Im Themenbereich «zukunftsgerichtete Landwirtschaft» ist ein wichtiger Aspekt die Frage der Wertschöpfung und deren Steigerung. Die Kenntnis um das Umfeld ist zentral, wenn man etwas verändern oder neu positionieren möchte. Das Wertschöpfungssystem des Kantons Luzern zeigt dabei, dass die grössten Umsätze in den Segmenten Verkauf von Landmaschinen, lebend Tier(handel), Käse, Alkohol (Wein, Bier, Spirituosen) und Getreide erzielt werden. Anhand solcher Analysen können Bereiche mit Wachstumspotential identifiziert werden. Über geordnete Strategien von Bund und Kanton bieten neue Möglichkeiten. Aktionsplan Biolandbau, Offensive Spezialkulturen und Vorgaben im Bereich Klimaschutz und Nachhaltigkeit (z.B. Foodwaste) sind Beispiel für sich bietende Chancen. Um diese zu nutzen sind Neuerungen und Innovationen gefragt. Innovation definiert sich dabei durch alles, was im Vergleich zu heute, morgen neu und anders ist.

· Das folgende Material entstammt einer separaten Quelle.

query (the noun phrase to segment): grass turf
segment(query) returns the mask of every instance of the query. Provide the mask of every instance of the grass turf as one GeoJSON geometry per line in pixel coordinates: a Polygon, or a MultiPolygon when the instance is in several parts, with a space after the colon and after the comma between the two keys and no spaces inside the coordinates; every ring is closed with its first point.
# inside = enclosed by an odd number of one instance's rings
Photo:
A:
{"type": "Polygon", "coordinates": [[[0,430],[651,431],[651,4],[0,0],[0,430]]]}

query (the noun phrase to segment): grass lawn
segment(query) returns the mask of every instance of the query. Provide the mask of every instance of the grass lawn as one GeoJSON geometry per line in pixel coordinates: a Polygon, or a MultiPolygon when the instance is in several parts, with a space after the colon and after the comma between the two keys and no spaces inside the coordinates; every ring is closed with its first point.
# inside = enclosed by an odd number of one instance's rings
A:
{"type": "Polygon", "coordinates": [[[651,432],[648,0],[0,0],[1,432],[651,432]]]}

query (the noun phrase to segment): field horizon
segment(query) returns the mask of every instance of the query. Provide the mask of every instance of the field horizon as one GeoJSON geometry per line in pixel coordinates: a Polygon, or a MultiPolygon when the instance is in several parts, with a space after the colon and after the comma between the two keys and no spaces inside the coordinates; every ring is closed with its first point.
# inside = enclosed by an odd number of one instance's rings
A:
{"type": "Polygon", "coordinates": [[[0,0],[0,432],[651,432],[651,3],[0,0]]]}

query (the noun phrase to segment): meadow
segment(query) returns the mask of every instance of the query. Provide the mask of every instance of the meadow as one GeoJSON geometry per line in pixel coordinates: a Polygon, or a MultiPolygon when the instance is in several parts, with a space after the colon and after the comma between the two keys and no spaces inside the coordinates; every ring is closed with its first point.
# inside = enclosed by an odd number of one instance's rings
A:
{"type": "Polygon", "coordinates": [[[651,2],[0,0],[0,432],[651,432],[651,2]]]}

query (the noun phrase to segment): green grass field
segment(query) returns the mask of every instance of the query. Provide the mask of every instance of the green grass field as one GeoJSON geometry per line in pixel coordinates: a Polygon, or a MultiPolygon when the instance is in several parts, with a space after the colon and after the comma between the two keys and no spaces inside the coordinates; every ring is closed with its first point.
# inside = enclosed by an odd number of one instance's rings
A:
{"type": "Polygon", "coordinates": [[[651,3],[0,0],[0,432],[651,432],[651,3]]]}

Um die «richtigen» und wirksamen Lösungen zu entwickeln, benötigt es aber zuerst das Verständnis des Problems und dessen Ursachen.
In einem kurzen Workshop wurde in das Thema Problemanalyse, Ursachenerkennung und Benennung der Akteure (Stakeholder) eingeführt.

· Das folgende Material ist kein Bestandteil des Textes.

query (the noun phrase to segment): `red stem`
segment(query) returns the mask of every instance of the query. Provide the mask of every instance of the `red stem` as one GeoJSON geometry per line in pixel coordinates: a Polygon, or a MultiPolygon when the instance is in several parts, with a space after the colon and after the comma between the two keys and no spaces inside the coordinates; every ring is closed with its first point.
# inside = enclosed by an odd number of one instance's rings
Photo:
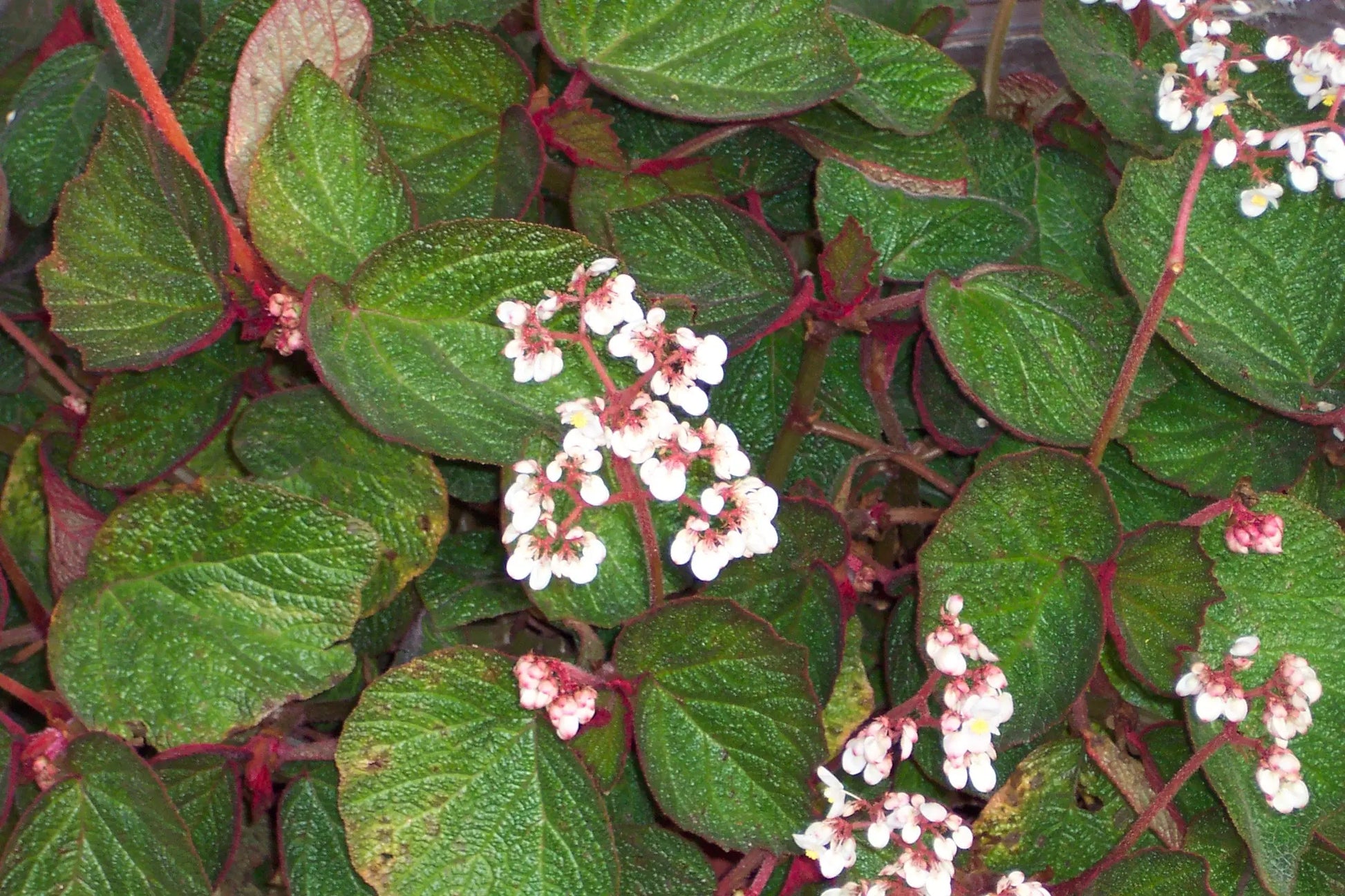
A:
{"type": "Polygon", "coordinates": [[[261,283],[266,272],[265,262],[262,262],[257,250],[243,238],[238,225],[234,223],[233,215],[229,214],[219,194],[215,192],[215,184],[206,176],[206,170],[200,167],[200,159],[196,157],[196,151],[192,149],[191,141],[187,140],[187,135],[178,122],[178,116],[174,114],[172,106],[168,105],[168,98],[164,96],[163,87],[159,86],[153,69],[149,67],[149,62],[145,59],[145,54],[140,48],[140,42],[136,40],[136,35],[130,30],[130,23],[126,22],[126,15],[121,11],[121,5],[117,0],[94,0],[94,3],[98,5],[98,15],[108,23],[112,42],[117,44],[117,52],[126,62],[126,70],[130,71],[130,77],[134,79],[136,87],[139,87],[140,96],[145,101],[149,118],[159,128],[168,145],[176,149],[178,155],[186,159],[187,164],[200,175],[200,180],[206,184],[206,190],[210,191],[211,199],[215,200],[219,217],[225,222],[225,231],[229,234],[229,253],[234,265],[249,283],[261,283]]]}
{"type": "Polygon", "coordinates": [[[1116,385],[1112,386],[1111,396],[1107,398],[1107,409],[1103,412],[1102,424],[1099,424],[1092,445],[1088,448],[1088,463],[1093,467],[1102,463],[1102,455],[1107,451],[1107,443],[1111,441],[1111,433],[1116,429],[1120,412],[1126,406],[1131,387],[1135,385],[1135,377],[1139,375],[1139,366],[1145,362],[1145,355],[1149,352],[1149,343],[1154,340],[1158,323],[1163,318],[1163,307],[1167,304],[1167,296],[1171,295],[1173,287],[1177,284],[1177,277],[1186,268],[1186,227],[1190,225],[1190,214],[1196,207],[1196,194],[1200,192],[1200,182],[1205,176],[1205,170],[1209,167],[1209,157],[1213,152],[1215,139],[1209,130],[1205,130],[1201,135],[1200,156],[1196,159],[1196,168],[1190,172],[1190,180],[1186,182],[1186,192],[1177,207],[1177,226],[1173,229],[1173,241],[1167,249],[1167,258],[1163,262],[1163,273],[1158,278],[1154,295],[1149,297],[1149,307],[1145,308],[1145,316],[1139,320],[1139,328],[1135,330],[1135,335],[1130,340],[1130,350],[1126,352],[1126,361],[1120,366],[1120,375],[1116,377],[1116,385]]]}
{"type": "Polygon", "coordinates": [[[79,401],[89,401],[89,393],[81,389],[79,383],[71,379],[70,374],[62,370],[61,365],[52,361],[51,355],[44,352],[42,350],[42,346],[30,339],[28,334],[20,330],[19,324],[16,324],[9,318],[9,315],[4,313],[3,311],[0,311],[0,330],[4,330],[7,334],[9,334],[9,338],[13,339],[16,343],[19,343],[19,347],[23,348],[26,352],[28,352],[28,357],[36,361],[38,366],[46,370],[51,375],[51,378],[61,385],[62,389],[65,389],[67,393],[70,393],[79,401]]]}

Vier Gruppen haben dazu Probleme rund um den Themenbereich: Herausforderungen in der Landwirtschaft – sozial, ökonomisch, regulatorisch, ökologisch benannt. Der eigene Bezug zu den Problemen war hierbei wichtig.
Es wurden folgende übergeordnete Problembereich identifiziert:
- Zugang zum Markt und Vermarktung
- Wertschätzung der Landwirtschaft und Wertigkeit ihrer Produkte
- Umfeld, Standort und Unterstützungsmöglichkeiten
- Arbeit und Soziales
- Dilemma der Nachhaltigkeit – Die Summe der 3 Säulen ist konstant, Erhöhung der einen erniedrigt die anderen
Sehr häufig wurde genannt:
- Die zunehmende Entfremdung zwischen Konsumenten*innen und Landwirtschaft sowie das fehlende Verständnis für die Herausforderungen und Aufgaben der Landwirtschaft und die mangelnde Wertschätzung
- Die hohe Arbeitsbelastung in der Landwirtschaft und die fehlenden Ressourcen (Zeit, Personal, Geld) um Neues wagen zu können.
- Der Austausch mit anderen, um Erfahrungen und Gedanken teilen zu können
Alle weiteren genannten Probleme sind in dem Fotoprotokoll dargestellt.
Plattformen wie die Innovationsgruppe oder auch der neue Arbeitskreis Innovation des BBZN bieten hier die Chance, gemeinsam und kontinuierlich im Kreise Interessierter an diesen Themen arbeiten und Lösungen entwickeln zu können.
Im Rahmen von Praxisbeispielen, die auf verschiedenen Stufen der Wertschöpfungskette angesiedelt sind, wurden erfolgreiche Geschäftstätigkeiten vorgestellt.
Praxisbeispiel: Auswirkungen der Futterhecken, Pirmin Adler – Adlerzart
Pirmin Adler bewirtschaftet den vielfältigen Hof «Adlerzart» (Mutterkuhhaltung, Weidepoulet, Feldkulturen, Agroforst) in Oberrüti, ZH. Pirmin Adler zeigte die Vorteile von Agroforst auf. Beispielsweise Ökosystemleistungen, wie die Filterung von Trinkwasser, Temperaturausgleich im Mikroklima und Kohlenstoffbindung im Boden.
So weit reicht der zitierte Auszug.